And finally, what matters most here is that while set in some imagined world, these stories are talking about our world, about drugs and journeys, bureaucracy and politics and culture, lovers and cities and mothers, fathers and sons. The first story in the collection ends with the nine-year-old narrator trying to convince his father, whose end-times fears have pushed him perilously close to a psychic breakdown, that they’ll be okay: “The flashlight sticking out of the ground is flickering more now. I wonder if that’s the only light that’s going to go out tonight. I want to convince him to come back to the house so we don’t end up out here in the dark in the cold. . . . I say what Grandpa likes to say: ‘Everything will be fine until it’s not. Then we can worry.’ He doesn’t seem to hear it. He just keeps rocking, telling me he’s sorry and hugging me as tight as he can to hold the world still.”
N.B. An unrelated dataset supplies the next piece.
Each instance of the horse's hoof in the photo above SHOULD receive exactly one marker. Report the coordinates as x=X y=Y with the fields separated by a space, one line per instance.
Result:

And the last story sees the narrator, middle-aged and sick down to his bones, brought back to his off-the-grid, shamanistic father: “He inhales deeply, summoning his powers. His hands come slowly down, working from my forehead to my chin and back again, pressing a current of air tight between us. Slowly, he lowers his fingertips nearer my skin till I can feel their heat on my cheeks and then, without a sound, without the slightest incantation, he closes my eyes.”

Things We Didn’t See Coming is a book I needed to read. It demonstrates so powerfully how the imagined, when rigorously envisioned and crafted, can indeed bring us back to the real. I know I’ll be passing it on to my students.